Par ailleurs, l’analyse du Collectif Cochrane a révélé que le cannabis et les cannabinoïdes causaient davantage d’effets secondaires que les traitements conventionnels. C’est pour cette raison qu’il est peu probable que leur utilisation pour soulager les nausées et les vomissements devienne très répandue. Mais ils demeurent une bonne option pour les patients réfractaires aux autres traitements.

2) Douleur chronique

Certains médicaments dérivés du cannabis sont approuvés au Canada pour traiter la douleur chronique, soulignait le CCDUS en 2016. Les adultes qui reçoivent un traitement avec du cannabis ou des cannabinoïdes sont en effet plus susceptibles de rapporter une diminution de leurs symptômes, ajoutait en 2017 le Comité sur les effets sur la santé du cannabis des Académies nationales des sciences, d’ingénierie et de médecine des États-Unis (NASEM).

Toutefois, là encore, les résultats des études sont mitigés, concluaient les chercheurs de l’Équateur. Sur un total de 20 études, 9 rapportaient des bénéfices, 3 des effets négatifs et 8 des résultats ambigus. En raison des effets psychoactifs et des risques de dépendance, certains cliniciens considèrent que les bénéfices du cannabis ne sont pas suffisants pour compenser les effets négatifs, remarquait le CCDUS.

3) Sclérose en plaques

L’utilisation de cannabinoïdes semble améliorer les symptômes de frigidité musculaire rapportés par les patients souffrant de sclérose en plaques, mentionnait le NASEM en 2017. Cependant, l’amélioration est plus limitée lorsqu’elle est mesurée de façon objective par un médecin. C’est aussi ce que concluait une revue systématique publiée en 2014 par des chercheurs américains ainsi qu’une méta-analyse réalisée à partir de 17 études en 2018. Selon les auteurs de cette méta-analyse, l’effet placebo est important dans ce genre d’étude, car il est difficile de cacher aux participants s’ils reçoivent un placebo ou du cannabis.
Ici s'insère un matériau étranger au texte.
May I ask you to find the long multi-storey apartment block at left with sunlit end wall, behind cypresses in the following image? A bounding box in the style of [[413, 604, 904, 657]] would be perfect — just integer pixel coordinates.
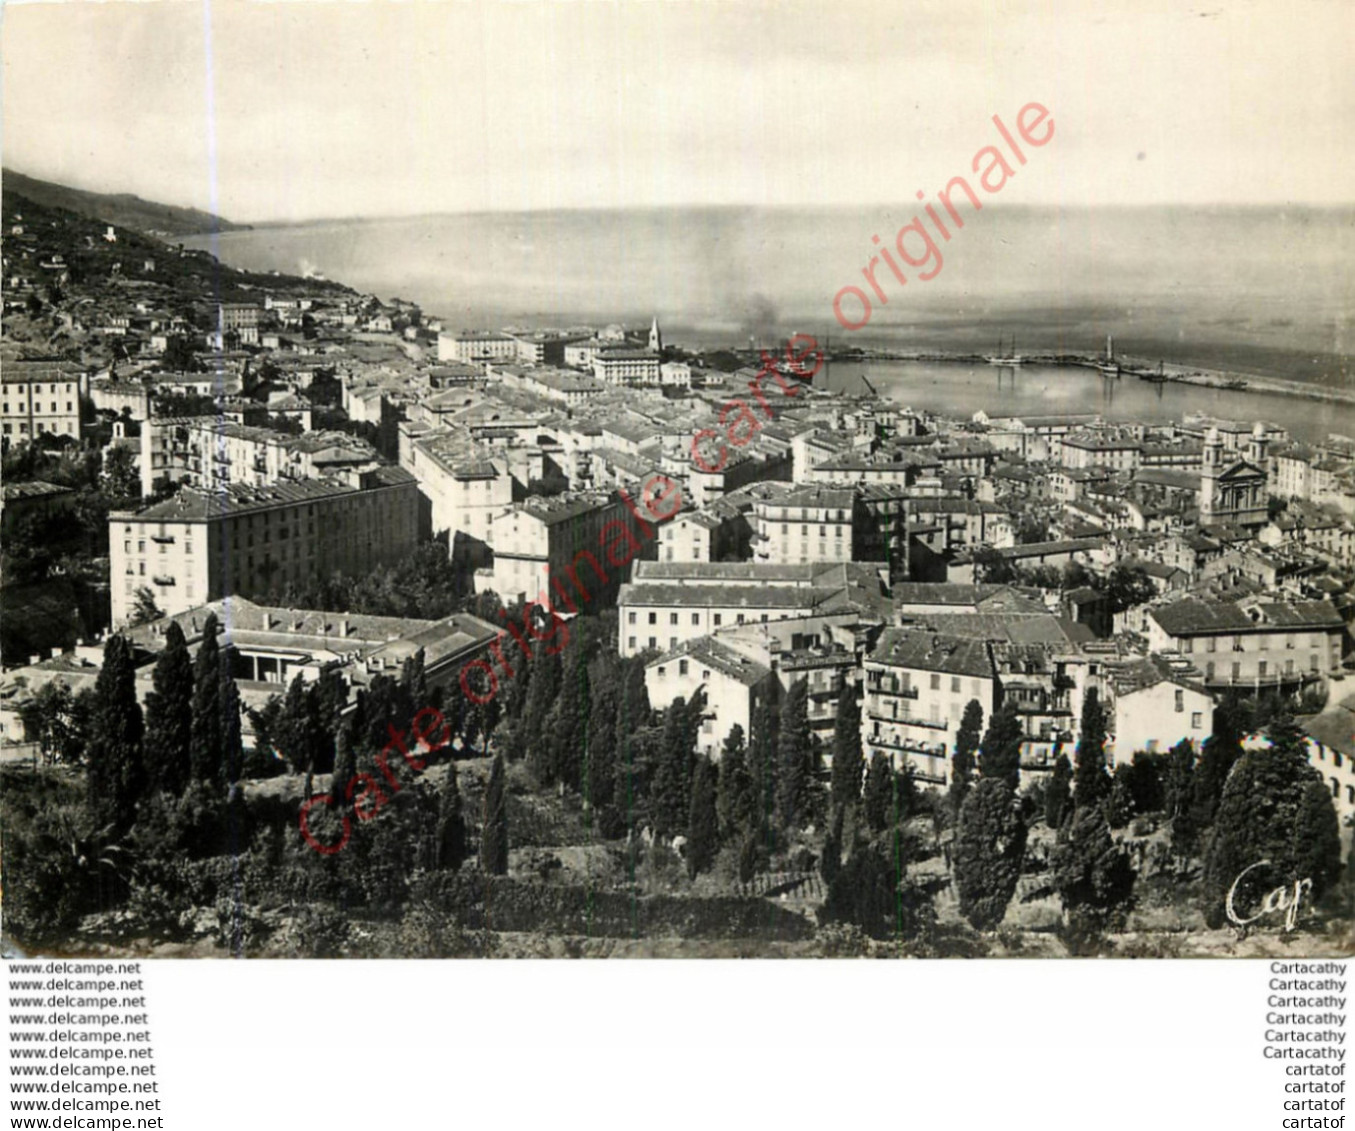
[[108, 467, 419, 626]]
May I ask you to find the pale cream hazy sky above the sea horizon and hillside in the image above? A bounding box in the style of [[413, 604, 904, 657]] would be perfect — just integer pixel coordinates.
[[0, 0, 1355, 221]]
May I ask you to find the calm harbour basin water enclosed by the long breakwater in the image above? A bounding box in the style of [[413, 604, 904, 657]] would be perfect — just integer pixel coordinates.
[[827, 362, 1355, 443]]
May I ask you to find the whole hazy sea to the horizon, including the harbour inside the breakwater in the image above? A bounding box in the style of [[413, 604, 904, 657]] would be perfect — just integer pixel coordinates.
[[188, 202, 1355, 439]]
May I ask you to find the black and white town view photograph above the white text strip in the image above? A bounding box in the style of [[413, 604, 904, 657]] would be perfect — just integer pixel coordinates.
[[0, 0, 1355, 964]]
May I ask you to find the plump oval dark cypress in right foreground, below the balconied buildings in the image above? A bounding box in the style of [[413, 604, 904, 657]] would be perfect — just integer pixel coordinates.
[[953, 773, 1026, 931]]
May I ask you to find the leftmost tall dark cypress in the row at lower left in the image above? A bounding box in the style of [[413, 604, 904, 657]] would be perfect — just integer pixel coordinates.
[[85, 634, 146, 833]]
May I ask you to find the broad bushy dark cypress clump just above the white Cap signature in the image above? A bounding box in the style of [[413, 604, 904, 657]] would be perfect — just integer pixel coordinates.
[[1205, 715, 1340, 924]]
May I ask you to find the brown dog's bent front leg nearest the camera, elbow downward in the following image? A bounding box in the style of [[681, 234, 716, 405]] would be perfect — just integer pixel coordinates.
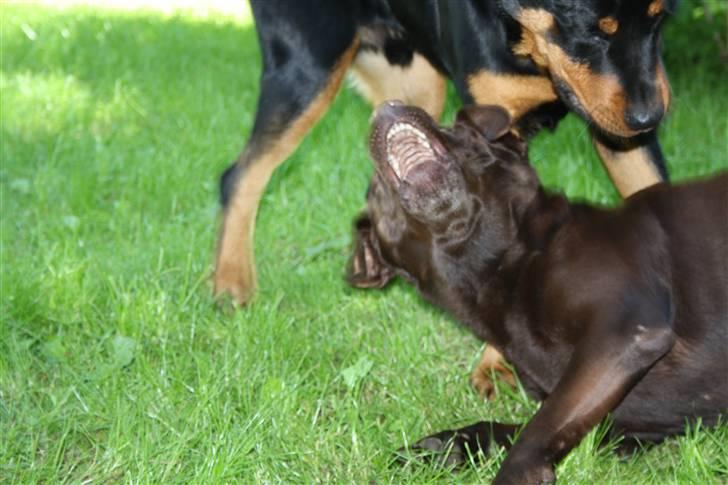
[[494, 324, 675, 485]]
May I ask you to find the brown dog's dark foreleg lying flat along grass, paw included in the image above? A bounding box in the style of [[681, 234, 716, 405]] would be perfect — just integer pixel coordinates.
[[400, 421, 520, 467]]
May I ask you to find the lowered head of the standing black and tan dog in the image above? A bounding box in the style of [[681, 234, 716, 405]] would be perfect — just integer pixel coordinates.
[[502, 0, 676, 137]]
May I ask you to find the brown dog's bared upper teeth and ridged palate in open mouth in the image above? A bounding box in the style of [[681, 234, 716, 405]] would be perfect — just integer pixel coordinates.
[[387, 123, 433, 180]]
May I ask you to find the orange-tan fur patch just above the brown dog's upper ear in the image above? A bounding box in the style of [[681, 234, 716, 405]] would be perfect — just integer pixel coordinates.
[[467, 70, 557, 119]]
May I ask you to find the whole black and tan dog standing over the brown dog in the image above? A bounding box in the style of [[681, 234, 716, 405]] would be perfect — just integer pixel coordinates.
[[214, 0, 676, 304]]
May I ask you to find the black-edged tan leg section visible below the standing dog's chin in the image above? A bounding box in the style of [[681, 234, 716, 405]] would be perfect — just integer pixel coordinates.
[[592, 131, 669, 197]]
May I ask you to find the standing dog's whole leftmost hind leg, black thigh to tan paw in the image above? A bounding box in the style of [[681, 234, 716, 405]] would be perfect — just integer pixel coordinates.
[[214, 0, 357, 304]]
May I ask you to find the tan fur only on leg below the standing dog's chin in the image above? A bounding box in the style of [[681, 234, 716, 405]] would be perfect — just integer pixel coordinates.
[[594, 140, 662, 197]]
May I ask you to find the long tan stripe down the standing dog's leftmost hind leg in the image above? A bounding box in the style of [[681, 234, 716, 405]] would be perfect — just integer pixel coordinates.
[[215, 42, 357, 305]]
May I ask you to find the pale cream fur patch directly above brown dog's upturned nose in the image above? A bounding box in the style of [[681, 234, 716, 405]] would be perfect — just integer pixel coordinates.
[[351, 51, 445, 120]]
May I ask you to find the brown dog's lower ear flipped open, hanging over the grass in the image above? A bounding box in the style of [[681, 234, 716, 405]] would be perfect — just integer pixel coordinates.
[[346, 213, 395, 288]]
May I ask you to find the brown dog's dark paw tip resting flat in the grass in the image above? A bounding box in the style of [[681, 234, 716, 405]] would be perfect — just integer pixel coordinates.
[[397, 428, 487, 468]]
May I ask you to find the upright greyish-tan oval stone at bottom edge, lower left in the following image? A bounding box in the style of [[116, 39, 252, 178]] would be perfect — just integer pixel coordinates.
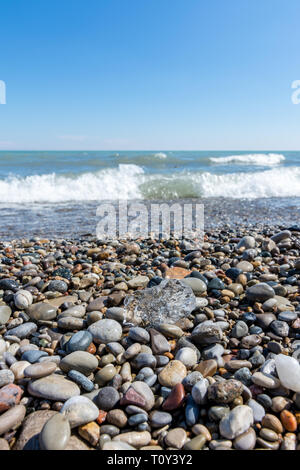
[[39, 413, 71, 450]]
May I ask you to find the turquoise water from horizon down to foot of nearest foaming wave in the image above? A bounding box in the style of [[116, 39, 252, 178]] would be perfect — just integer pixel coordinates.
[[0, 150, 300, 204]]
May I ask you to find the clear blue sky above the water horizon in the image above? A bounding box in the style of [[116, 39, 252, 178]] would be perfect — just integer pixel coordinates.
[[0, 0, 300, 150]]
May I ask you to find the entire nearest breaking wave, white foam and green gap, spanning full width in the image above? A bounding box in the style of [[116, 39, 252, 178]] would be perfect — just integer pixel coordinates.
[[0, 164, 300, 203]]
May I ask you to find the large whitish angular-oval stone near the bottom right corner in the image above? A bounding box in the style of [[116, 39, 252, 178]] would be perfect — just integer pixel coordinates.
[[219, 405, 253, 439]]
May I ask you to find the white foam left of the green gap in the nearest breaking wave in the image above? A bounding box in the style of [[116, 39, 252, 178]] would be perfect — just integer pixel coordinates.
[[0, 164, 144, 203]]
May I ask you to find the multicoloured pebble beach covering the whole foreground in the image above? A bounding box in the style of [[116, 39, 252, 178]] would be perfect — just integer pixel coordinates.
[[0, 225, 300, 452]]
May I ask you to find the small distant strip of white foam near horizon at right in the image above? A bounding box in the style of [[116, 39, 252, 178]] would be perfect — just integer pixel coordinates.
[[210, 153, 285, 166]]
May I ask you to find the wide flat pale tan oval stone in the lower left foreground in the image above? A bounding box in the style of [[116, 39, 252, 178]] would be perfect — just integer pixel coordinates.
[[28, 374, 80, 401]]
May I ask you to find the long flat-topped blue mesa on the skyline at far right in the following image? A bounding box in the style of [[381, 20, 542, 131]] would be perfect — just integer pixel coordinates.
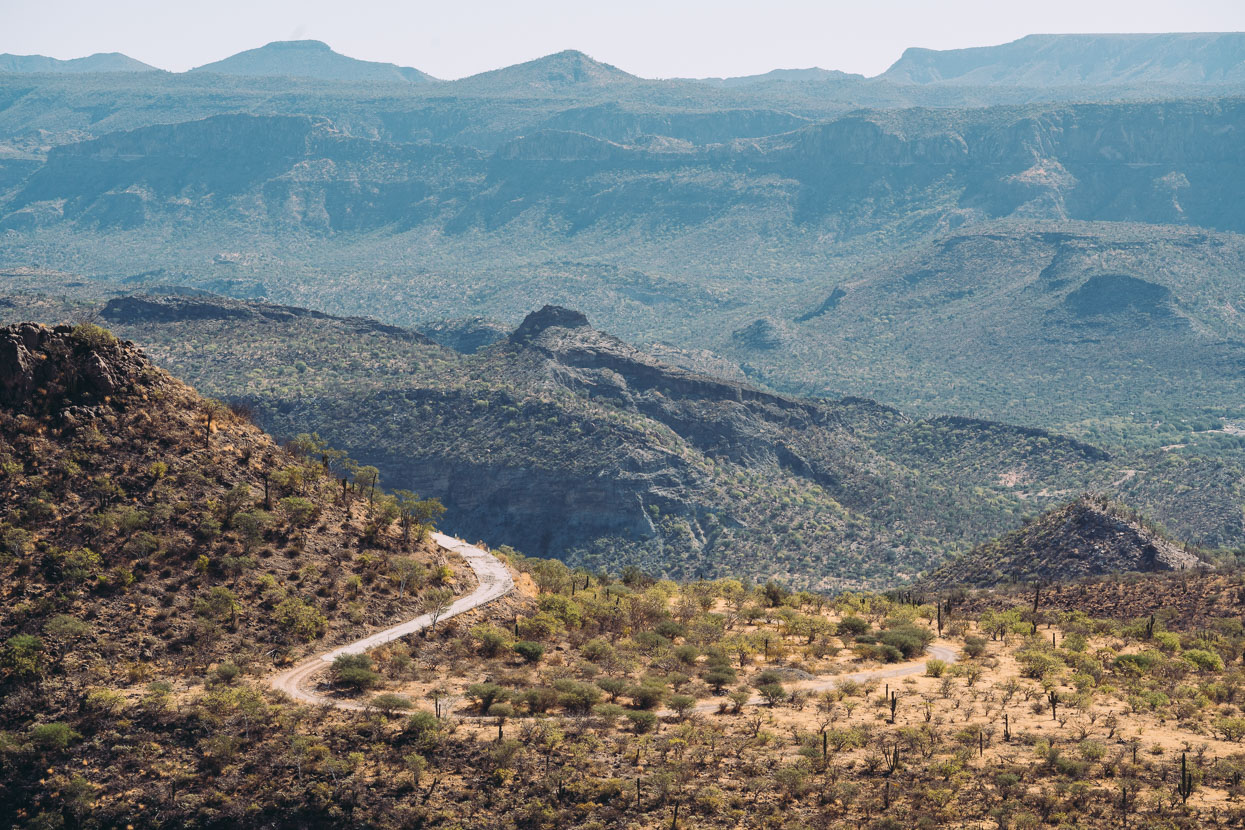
[[879, 32, 1245, 87]]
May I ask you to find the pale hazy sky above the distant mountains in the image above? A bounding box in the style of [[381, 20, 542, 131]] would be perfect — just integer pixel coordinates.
[[0, 0, 1245, 78]]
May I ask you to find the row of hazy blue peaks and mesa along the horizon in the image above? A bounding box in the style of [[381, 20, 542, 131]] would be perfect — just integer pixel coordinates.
[[0, 32, 1245, 91]]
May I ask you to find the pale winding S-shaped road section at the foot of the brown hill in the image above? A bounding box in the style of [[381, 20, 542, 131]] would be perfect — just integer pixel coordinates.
[[269, 533, 514, 712]]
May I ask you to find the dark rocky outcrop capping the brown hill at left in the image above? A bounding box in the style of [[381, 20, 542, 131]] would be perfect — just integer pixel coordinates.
[[0, 322, 158, 414]]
Y a-t-il d’autres bénéfices?

Pour les autres conditions médicales, la recherche est prometteuse mais pas encore suffisante pour conclure, remarquait le CCDUS en 2016. Par exemple, des récepteurs de type CB1, présents dans notre cerveau et notre moelle épinière, sont également présents dans le côlon, ce qui laisse supposer que les cannabinoïdes pourraient être utiles pour soulager les symptômes du syndrome du côlon irritable. Il n’y a toutefois pas assez d’études pour le confirmer.

Par ailleurs, l’anxiété est la raison la plus souvent invoquée pour consommer du cannabis dans un but curatif. Une petite étude (24 patients) réalisée en 2011 avait bien montré qu’une « simple dose » pouvait réduire de façon significative l’anxiété chez des gens qui se préparaient à une présentation orale et qui souffraient d’anxiété sociale. Dans leur texte de 2022, les chercheurs américains mentionnaient que huit essais cliniques étaient alors en cours.

Ces chercheurs ajoutaient que certaines données suggèrent que le CBD aurait un effet sur les convulsions chez les patients épileptiques. Enfin, le cannabis pourrait aussi stimuler l’appétit chez les patients avec le VIH ou le cancer, peut-on lire sur le site Medline Plus.

Verdict

Le cannabis et ses composés peuvent être bénéfiques pour soulager certains symptômes comme les nausées, les vomissements, la douleur chronique et les contractions musculaires involontaires. Ces bienfaits sont toutefois accompagnés de plusieurs effets secondaires. Pour les autres bienfaits supposés du cannabis, davantage de recherche sera nécessaire, parce que beaucoup de facteurs viennent compliquer l’analyse des résultats.